See: List of beaches in Andhra Pradesh

Among the beaches present in the state, there are beaches in almost every district, with Visakhapatnam district having many. Rushikonda Beach is 8 km from the port city of Visakhapatnam. RK Beach, Lawson's Bay, Tenneti, Sagarnagar beaches etc., attracts many tourists to the city of Visakhapatnam. The beaches are a popular location to celebrate Holi. The beach of Bheemunipatnam has relics of the Dutch rulers with many dilapidated forts and monuments and has divine presence. It lies at the opening of the Gosthani River.

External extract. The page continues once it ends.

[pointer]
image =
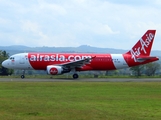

Uppada Beach, located 5 km from Kakinada has a wide and shallow beach. Vodarevu Beach is near Chirala town in Bapatla district. Nellore district, which is more famous for its port, has Krishnapatnam Beach and Mypadu Beach. Motupalle Beach is in Prakasam district.

Kalingapatnam Beach, which has a Buddhist Stupa and a light house, is located in Kalingapatnam of Srikakulam district and Baruva Beach in Srikakulam district an oldest beach in Andhra Pradesh . The State Government is promoting the development of this area as a tourist destination. The roads end in the bed of the sea shore and hence, the beach is also referred as the Open Road Sea.

Other beaches are Perupalem Beach (Narasapuram) in West Godavari district, Manginapudi Beach (Machilipatnam) in Krishna district, Suryalanka Beach in Bapatla district, Mypadu Beach, Koduru beach in Nellore district.and surasaniyanam beach in dr br ambedkar konaseema district (AMALAPURAM)uppalaguptam mandal.